Black Hole Sun by David MacInnis Gill

Published: August 2010
Publisher: Greenwillow Books
Pages: 340
Copy provided by: Library
Summary: Goodreads


Durango is playing the cards he was dealt.

And it’s not a good hand.

He’s lost his family.

He’s lost his crew. And he’s got the scars to prove it.

You don’t want to mess with Durango.


When I finished this book, the thought in my mind was 'I really enjoyed this book .... But!' And I really did enjoy it ....... But there were a few things about it that really puzzled me.

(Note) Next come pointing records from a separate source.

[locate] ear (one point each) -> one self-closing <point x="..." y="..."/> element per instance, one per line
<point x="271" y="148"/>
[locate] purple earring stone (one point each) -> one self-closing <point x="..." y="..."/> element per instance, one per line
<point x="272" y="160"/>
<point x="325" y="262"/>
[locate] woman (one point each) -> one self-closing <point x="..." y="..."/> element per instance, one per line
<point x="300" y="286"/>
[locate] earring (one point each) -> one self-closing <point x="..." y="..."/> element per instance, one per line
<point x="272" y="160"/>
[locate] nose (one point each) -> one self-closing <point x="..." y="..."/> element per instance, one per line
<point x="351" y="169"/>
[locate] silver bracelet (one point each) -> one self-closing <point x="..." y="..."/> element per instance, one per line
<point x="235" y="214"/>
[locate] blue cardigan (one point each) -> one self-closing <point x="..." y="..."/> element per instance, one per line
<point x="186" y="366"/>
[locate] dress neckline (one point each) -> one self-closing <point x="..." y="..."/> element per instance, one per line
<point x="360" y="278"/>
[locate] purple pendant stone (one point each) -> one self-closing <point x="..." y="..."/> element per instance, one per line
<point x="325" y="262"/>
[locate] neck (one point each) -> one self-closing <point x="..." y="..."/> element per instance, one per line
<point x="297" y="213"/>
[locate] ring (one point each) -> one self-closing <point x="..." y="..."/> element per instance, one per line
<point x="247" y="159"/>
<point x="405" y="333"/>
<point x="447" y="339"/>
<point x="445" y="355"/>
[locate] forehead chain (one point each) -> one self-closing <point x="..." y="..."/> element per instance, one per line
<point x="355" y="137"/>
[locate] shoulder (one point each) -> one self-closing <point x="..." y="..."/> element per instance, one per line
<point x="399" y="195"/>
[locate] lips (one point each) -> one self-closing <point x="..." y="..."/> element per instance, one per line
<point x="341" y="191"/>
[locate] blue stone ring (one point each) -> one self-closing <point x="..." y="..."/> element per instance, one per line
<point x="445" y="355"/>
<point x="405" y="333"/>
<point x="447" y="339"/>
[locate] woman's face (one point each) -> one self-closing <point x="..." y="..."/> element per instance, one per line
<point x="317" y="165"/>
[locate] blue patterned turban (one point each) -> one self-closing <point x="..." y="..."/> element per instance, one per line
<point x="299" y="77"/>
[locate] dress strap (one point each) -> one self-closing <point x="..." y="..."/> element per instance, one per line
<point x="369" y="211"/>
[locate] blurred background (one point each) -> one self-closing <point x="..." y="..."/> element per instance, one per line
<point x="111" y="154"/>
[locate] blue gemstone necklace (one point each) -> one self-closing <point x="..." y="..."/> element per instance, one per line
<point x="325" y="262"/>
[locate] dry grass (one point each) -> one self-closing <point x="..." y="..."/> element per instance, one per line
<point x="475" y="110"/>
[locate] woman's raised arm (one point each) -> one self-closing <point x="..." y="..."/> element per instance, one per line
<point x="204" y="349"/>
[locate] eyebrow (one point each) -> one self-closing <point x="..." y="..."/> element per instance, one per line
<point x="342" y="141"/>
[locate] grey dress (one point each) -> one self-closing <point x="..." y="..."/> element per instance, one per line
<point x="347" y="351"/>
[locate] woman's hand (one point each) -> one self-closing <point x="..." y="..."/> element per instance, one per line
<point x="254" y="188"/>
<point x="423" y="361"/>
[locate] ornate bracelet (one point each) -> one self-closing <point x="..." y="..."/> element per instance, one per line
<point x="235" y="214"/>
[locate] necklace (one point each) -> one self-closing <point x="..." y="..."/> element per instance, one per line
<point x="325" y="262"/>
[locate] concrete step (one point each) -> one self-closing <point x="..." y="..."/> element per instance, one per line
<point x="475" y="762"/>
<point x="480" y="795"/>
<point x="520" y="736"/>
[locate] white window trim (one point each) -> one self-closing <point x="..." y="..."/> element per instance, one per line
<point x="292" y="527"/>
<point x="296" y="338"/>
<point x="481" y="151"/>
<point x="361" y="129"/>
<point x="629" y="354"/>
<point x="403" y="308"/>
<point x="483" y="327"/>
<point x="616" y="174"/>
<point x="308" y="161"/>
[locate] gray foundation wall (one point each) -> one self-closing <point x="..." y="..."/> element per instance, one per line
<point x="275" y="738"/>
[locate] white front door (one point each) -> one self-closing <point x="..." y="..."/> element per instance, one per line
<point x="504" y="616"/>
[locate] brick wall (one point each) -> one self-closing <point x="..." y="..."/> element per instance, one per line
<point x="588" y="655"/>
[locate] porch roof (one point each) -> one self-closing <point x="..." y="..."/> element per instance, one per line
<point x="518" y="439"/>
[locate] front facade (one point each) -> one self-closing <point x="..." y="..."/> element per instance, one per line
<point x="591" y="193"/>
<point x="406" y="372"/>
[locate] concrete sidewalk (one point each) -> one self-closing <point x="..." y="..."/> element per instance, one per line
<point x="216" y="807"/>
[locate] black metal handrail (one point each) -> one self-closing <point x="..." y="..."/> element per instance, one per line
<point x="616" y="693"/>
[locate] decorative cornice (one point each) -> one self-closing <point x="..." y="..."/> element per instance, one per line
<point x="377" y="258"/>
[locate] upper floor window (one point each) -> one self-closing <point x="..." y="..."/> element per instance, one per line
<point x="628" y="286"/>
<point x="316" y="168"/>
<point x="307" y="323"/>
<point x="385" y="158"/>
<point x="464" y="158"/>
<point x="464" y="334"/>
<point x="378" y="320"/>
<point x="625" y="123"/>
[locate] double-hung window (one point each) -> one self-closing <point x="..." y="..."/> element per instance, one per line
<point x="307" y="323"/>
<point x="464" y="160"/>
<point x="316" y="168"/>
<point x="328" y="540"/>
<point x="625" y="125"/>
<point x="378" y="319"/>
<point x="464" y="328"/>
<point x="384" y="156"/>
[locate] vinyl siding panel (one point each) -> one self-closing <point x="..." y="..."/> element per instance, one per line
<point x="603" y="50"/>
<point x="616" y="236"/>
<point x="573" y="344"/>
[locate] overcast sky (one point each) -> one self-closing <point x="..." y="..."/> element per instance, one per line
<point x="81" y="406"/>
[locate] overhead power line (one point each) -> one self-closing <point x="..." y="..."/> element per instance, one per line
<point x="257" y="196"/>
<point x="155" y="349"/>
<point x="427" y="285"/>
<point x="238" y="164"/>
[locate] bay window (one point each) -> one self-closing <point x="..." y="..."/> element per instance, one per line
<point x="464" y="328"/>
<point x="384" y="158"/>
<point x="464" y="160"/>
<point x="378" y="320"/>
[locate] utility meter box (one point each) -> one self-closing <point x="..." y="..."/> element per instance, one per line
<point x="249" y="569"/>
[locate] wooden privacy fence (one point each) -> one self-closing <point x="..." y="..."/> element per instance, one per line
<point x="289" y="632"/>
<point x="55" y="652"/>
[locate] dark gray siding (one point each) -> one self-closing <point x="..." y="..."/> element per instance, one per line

Firstly, why did we not find out how old the main character is until page 199. (He's 17 by the way). Secondly, if he's that young, why is he leading a bunch of trained Regulators (read soldiers) that are mostly older than he is? Thirdly, why is Mars the way it is? And Fourthly, what the heck does the title have to do with anything? Honestly, I can't come up with a reason for the title at all - may'be I just missed it? I definitely felt that there was some serious backstory missing - the reader is plunged into this futuristic Mars and left to flounder around in confusion for quite some time.

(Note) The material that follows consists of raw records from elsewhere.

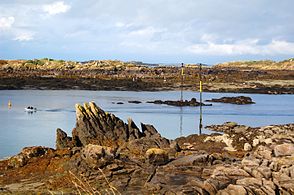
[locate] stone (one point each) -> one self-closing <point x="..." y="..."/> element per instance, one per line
<point x="265" y="171"/>
<point x="249" y="181"/>
<point x="255" y="142"/>
<point x="26" y="154"/>
<point x="233" y="100"/>
<point x="97" y="156"/>
<point x="232" y="190"/>
<point x="251" y="162"/>
<point x="157" y="156"/>
<point x="247" y="147"/>
<point x="285" y="149"/>
<point x="95" y="126"/>
<point x="231" y="124"/>
<point x="263" y="152"/>
<point x="192" y="102"/>
<point x="62" y="140"/>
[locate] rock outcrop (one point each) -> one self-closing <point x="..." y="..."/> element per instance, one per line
<point x="192" y="102"/>
<point x="233" y="100"/>
<point x="107" y="155"/>
<point x="95" y="126"/>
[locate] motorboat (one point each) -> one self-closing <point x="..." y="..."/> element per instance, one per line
<point x="30" y="109"/>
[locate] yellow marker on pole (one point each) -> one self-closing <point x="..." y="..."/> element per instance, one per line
<point x="182" y="80"/>
<point x="200" y="94"/>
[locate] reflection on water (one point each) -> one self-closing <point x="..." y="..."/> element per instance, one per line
<point x="55" y="109"/>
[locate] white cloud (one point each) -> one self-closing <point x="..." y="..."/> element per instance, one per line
<point x="6" y="22"/>
<point x="245" y="47"/>
<point x="145" y="32"/>
<point x="24" y="36"/>
<point x="56" y="8"/>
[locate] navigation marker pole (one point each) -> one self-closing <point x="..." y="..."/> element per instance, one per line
<point x="200" y="93"/>
<point x="182" y="80"/>
<point x="181" y="108"/>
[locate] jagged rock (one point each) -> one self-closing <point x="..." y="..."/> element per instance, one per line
<point x="263" y="152"/>
<point x="231" y="124"/>
<point x="192" y="102"/>
<point x="134" y="102"/>
<point x="190" y="160"/>
<point x="285" y="149"/>
<point x="251" y="181"/>
<point x="232" y="190"/>
<point x="95" y="126"/>
<point x="26" y="154"/>
<point x="156" y="156"/>
<point x="247" y="147"/>
<point x="233" y="100"/>
<point x="97" y="156"/>
<point x="62" y="140"/>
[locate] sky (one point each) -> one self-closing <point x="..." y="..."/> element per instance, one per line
<point x="152" y="31"/>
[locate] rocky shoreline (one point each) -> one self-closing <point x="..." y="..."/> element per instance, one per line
<point x="104" y="155"/>
<point x="44" y="74"/>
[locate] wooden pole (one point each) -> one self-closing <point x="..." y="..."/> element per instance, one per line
<point x="200" y="94"/>
<point x="182" y="80"/>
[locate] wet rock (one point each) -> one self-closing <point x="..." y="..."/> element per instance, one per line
<point x="26" y="154"/>
<point x="62" y="140"/>
<point x="97" y="156"/>
<point x="225" y="138"/>
<point x="190" y="160"/>
<point x="192" y="102"/>
<point x="247" y="147"/>
<point x="233" y="100"/>
<point x="251" y="181"/>
<point x="232" y="190"/>
<point x="263" y="152"/>
<point x="285" y="149"/>
<point x="135" y="102"/>
<point x="156" y="156"/>
<point x="231" y="124"/>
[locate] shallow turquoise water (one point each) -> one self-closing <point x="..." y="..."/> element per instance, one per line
<point x="56" y="110"/>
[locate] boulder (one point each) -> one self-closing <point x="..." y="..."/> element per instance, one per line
<point x="97" y="156"/>
<point x="232" y="190"/>
<point x="247" y="147"/>
<point x="157" y="156"/>
<point x="233" y="100"/>
<point x="26" y="154"/>
<point x="62" y="140"/>
<point x="95" y="126"/>
<point x="285" y="149"/>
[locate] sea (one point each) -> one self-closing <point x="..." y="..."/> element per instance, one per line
<point x="56" y="109"/>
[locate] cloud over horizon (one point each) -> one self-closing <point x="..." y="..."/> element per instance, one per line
<point x="154" y="31"/>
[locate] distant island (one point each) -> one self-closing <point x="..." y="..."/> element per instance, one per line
<point x="265" y="76"/>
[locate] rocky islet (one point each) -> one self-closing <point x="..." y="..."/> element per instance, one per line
<point x="105" y="154"/>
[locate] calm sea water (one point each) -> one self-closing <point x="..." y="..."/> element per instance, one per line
<point x="56" y="110"/>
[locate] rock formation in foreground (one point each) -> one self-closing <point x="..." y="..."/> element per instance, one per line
<point x="107" y="156"/>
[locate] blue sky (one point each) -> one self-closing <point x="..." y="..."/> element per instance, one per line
<point x="165" y="31"/>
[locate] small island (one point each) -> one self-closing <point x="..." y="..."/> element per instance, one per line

Now, that said, the story was GREAT! Have you ever watched an episode of 'Firefly' or seen the movie 'Serenity'? Well, 'Black Hole Sun' reads like an episode of Firefly - I was so bummed when they took that series off the air (serious SF tv fan here). The main protagonist in the book, Durango (or Jacob Stringfellow as we find out eventually) is a shoe-in for a younger Malcolm, Vienne for ?(sorry I can't remember her name without watching an episode again - which I might do later today), and Fuse was perfect as the tv character Jane. There are 2, no 3, really kick-ass female characters in the story, and one of them is the villian, nice change there from the usual male character. One of the best things tho' is the interaction between Durango and Mimi - an artificial intelligence inserted into his brain - it's hilarious and she is a character all on her own.

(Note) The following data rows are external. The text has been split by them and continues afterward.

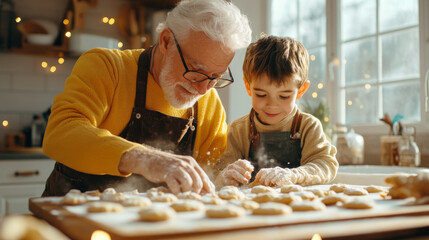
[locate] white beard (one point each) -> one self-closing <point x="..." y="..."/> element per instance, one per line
<point x="169" y="85"/>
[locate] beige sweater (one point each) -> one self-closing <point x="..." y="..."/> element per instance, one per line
<point x="318" y="162"/>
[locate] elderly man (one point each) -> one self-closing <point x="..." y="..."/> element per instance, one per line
<point x="137" y="118"/>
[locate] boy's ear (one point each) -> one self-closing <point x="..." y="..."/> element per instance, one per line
<point x="247" y="86"/>
<point x="303" y="89"/>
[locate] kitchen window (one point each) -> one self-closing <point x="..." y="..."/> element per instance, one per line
<point x="367" y="57"/>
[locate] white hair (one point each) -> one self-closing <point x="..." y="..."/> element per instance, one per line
<point x="219" y="19"/>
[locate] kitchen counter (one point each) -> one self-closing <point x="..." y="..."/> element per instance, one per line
<point x="22" y="154"/>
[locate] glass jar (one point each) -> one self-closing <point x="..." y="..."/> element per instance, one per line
<point x="409" y="153"/>
<point x="350" y="147"/>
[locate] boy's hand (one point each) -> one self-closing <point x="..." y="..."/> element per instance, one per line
<point x="275" y="177"/>
<point x="237" y="172"/>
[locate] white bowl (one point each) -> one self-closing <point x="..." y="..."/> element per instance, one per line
<point x="40" y="39"/>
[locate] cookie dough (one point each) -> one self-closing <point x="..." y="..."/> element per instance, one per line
<point x="272" y="209"/>
<point x="137" y="202"/>
<point x="112" y="197"/>
<point x="291" y="188"/>
<point x="73" y="198"/>
<point x="225" y="211"/>
<point x="263" y="197"/>
<point x="187" y="205"/>
<point x="246" y="204"/>
<point x="358" y="203"/>
<point x="166" y="197"/>
<point x="305" y="195"/>
<point x="96" y="207"/>
<point x="261" y="189"/>
<point x="231" y="193"/>
<point x="333" y="199"/>
<point x="212" y="199"/>
<point x="374" y="189"/>
<point x="287" y="198"/>
<point x="307" y="205"/>
<point x="189" y="195"/>
<point x="355" y="191"/>
<point x="156" y="214"/>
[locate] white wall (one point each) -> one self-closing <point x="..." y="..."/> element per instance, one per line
<point x="25" y="87"/>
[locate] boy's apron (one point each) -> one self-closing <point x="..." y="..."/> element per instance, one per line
<point x="145" y="126"/>
<point x="272" y="149"/>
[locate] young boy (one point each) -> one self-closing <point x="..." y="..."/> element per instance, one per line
<point x="281" y="144"/>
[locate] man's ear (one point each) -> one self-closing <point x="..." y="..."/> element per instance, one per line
<point x="164" y="40"/>
<point x="303" y="89"/>
<point x="247" y="86"/>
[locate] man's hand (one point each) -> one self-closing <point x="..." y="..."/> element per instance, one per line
<point x="237" y="172"/>
<point x="180" y="173"/>
<point x="276" y="176"/>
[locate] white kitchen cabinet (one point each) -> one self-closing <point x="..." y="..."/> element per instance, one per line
<point x="21" y="180"/>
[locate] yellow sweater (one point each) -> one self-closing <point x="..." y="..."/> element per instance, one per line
<point x="96" y="105"/>
<point x="318" y="162"/>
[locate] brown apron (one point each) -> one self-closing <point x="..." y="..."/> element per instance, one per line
<point x="272" y="149"/>
<point x="145" y="126"/>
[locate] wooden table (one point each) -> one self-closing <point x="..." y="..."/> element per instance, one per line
<point x="389" y="219"/>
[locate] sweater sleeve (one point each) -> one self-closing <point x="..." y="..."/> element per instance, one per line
<point x="318" y="162"/>
<point x="210" y="141"/>
<point x="74" y="135"/>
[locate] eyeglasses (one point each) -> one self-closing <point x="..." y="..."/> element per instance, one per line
<point x="195" y="76"/>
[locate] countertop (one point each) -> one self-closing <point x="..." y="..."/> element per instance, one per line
<point x="22" y="154"/>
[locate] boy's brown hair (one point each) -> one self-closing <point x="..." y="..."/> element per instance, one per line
<point x="277" y="57"/>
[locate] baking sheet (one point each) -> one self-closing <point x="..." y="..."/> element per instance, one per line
<point x="125" y="225"/>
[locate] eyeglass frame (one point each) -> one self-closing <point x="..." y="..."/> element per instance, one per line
<point x="229" y="81"/>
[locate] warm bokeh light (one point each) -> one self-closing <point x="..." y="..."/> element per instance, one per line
<point x="100" y="235"/>
<point x="316" y="236"/>
<point x="314" y="94"/>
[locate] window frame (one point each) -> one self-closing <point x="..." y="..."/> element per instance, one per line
<point x="333" y="14"/>
<point x="334" y="73"/>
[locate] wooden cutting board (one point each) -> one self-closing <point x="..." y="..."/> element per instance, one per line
<point x="75" y="222"/>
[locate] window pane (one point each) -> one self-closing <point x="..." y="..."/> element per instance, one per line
<point x="402" y="98"/>
<point x="358" y="18"/>
<point x="403" y="62"/>
<point x="316" y="93"/>
<point x="284" y="18"/>
<point x="313" y="23"/>
<point x="361" y="105"/>
<point x="360" y="62"/>
<point x="396" y="14"/>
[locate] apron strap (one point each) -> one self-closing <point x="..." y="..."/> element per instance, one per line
<point x="296" y="124"/>
<point x="254" y="135"/>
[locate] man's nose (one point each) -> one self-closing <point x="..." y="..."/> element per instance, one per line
<point x="202" y="87"/>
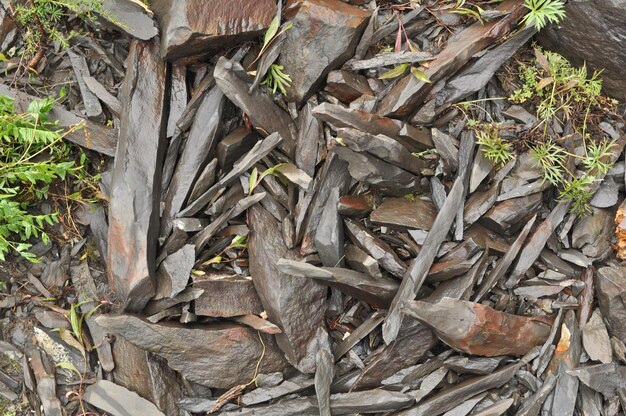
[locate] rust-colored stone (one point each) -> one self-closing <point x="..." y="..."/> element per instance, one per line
<point x="189" y="27"/>
<point x="477" y="329"/>
<point x="620" y="232"/>
<point x="354" y="206"/>
<point x="323" y="37"/>
<point x="136" y="182"/>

"Fuse whistles and rubs his head.
"You drew this, chief?"
"Affirmative." With help from Mimi.
"Help?" Mimi says. "I created ninety-nine percent of the design."
"Eighty percent."
"Ninety"
"Eighty-five is my final calculation," I say. "Take it or leave it"
"With your math skills, I'll leave it," she says.

Durango and his team of mercenaries end up on an old, almost abandoned mine out in the wilds of Mars and have been hired to protect the miners from the Draeu. (These are majorly revolting cannibalistic creatures that are very puzzling until almost right at the end of the book.) There is continuous action throughout the book with lots of guns and explosions and blood - this book is definitely more for the guys - but there is a tiny, really tiny, thread of romance in there than might just tweak the girls interest - it did mine!

By the end of the book almost everything was explained and I was really glad I had read it ..... but!